Deploying WSO2 API Manager in Production-Grade Kubernetes
- Andrea Perera
- Software Engineer Trainee - WSO2
Kubernetes is a leading open source container orchestration solution for managing containerized applications across multiple hosts. It allows users to easily deploy, maintain, and scale applications in containers. WSO2 API Manager is a fully open source solution for managing all aspects of the API lifecycle and is designed for massively scalable deployments.
In this article we will explore
- Why we would need to deploy WSO2 API Manager in Kubernetes
- Autoscaling WSO2 API Manager based on the production load
- Applying rolling updates on WSO2 API Manager with zero downtime
Why Do We Need to Deploy WSO2 API Manager in Kubernetes?
The technology industry is rapidly changing, especially for DevOps. It has shifted from virtual machine (VM) based approaches to a container-based approach. The VM-based approach has many disadvantages including
- The need to set up and make sure everything works well
- Inefficient management of resources such as RAM, CPU, and storage
Unlike VMs, containers are lightweight and can stand alone. Only the app code, runtime, system tools, and libraries are packaged inside containers, without needing the operating system.

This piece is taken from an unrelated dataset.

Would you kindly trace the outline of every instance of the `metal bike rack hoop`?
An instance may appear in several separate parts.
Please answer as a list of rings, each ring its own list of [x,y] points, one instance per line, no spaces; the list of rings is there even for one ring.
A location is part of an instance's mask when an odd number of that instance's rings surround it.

Multiple containers can run on one machine and share the OS kernel with other containers.
Docker is an open source containerization platform that can be used to create, deploy, share. and run any application anywhere. Docker containers are isolated with the host, which makes it fast, efficient, reliable, and scalable. Even though containers are scalable, you need to do some things manually to scale it and after scaling up the containers need to be managed. As a result, Kubernetes comes into the picture.

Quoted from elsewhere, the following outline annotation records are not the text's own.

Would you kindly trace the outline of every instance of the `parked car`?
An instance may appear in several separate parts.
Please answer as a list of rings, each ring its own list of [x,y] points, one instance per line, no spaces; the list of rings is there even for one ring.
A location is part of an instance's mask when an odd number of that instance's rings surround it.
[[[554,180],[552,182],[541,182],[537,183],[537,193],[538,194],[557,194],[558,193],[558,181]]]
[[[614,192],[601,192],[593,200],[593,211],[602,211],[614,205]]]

Kubernetes is an open source container orchestration system for automating application deployment, scaling, and management.
Some advantages of deploying WSO2 API Manager in Kubernetes includes:
- Availability and scalability
If the desired amount of pods are not available or if the container stops, Kubernetes will restart or containerize a new pod and ensure the service is always running. Kubernetes can scale pods/nodes up and down based on the production load dynamically by cluster autoscaler, vertical pod autoscaler and horizontal pod autoscaler.
- Networking and port mapping
Kubernetes supports service discovery. It provides an abstraction over the IP address so that the containers are automatically wired with the IPs when we want to scale it up or restart it. Now you can multi-host in Kubernetes, expose internal services externally via Ingress and manage traffic.
- Storage
Kubernetes supports many types of volumes such as configmaps, persistent volume claim, and cinder NFS that you can use to share data resources across multiple machines/nodes.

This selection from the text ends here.